Berns, K. ; Institute for Systems and Technologies of Information, Control and Communication -INSTICC-, Setubal:
7th International Conference on Vehicle Technology and Intelligent Transport Systems, VEHITS 2021. Proceedings : April 28-30, 2021, web-based event
Sétubal: SciTePress, 2021
ISBN: 978-989-758-513-5
International Conference on Vehicle Technology and Intelligent Transport Systems (VEHITS) <7, 2021, Online>
Conference Paper
Fraunhofer ITWM ()

Intelligent traffic control is a key tool to achieve and to realize resource-efficient and sustainable mobility solutions.
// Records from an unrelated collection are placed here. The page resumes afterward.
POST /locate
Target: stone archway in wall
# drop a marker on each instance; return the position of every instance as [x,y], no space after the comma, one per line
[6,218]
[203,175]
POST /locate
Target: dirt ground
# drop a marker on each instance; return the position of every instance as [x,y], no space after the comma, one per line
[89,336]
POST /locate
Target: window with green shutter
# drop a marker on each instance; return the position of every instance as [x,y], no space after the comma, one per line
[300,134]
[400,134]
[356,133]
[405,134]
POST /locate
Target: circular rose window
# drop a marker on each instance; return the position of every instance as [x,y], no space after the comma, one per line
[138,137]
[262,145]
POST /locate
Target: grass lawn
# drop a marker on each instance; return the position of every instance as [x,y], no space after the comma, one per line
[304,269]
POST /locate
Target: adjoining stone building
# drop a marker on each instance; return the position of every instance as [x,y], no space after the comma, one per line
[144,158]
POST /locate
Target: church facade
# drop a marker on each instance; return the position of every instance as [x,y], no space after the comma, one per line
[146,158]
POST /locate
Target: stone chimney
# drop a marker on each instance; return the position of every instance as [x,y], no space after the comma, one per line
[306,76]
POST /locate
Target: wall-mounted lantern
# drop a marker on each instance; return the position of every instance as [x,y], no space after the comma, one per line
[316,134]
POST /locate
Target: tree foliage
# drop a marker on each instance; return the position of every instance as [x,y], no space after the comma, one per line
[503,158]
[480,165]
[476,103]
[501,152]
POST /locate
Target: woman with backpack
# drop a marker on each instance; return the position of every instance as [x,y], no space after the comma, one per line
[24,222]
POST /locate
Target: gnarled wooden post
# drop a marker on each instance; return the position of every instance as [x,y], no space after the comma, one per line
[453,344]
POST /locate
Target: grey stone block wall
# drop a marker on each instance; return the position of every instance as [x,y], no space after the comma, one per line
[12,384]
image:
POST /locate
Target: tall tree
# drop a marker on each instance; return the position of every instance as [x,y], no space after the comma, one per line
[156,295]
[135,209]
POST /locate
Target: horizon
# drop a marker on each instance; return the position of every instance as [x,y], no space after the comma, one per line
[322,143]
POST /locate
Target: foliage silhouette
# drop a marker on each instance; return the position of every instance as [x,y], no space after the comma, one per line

In this contribution, we study a promising data-based control approach, reinforcement learning (RL), and its applicability to traffic flow problems in a virtual environment. We model different traffic networks using the microscopic traffic simulation software SUMO. RL-methods are used to teach controllers, so called RL agents, to guide certain vehicles or to control a traffic light system. The agents obtain real-time information from other vehicles and learn to improve the traffic flow by repetitive observation and algorithmic optimization. As controller models, we consider both simple linear models and non-linear radial basis function networks. The latter allow to include prior knowledge from the training data and a two-step training procedure leading to an efficient controller training.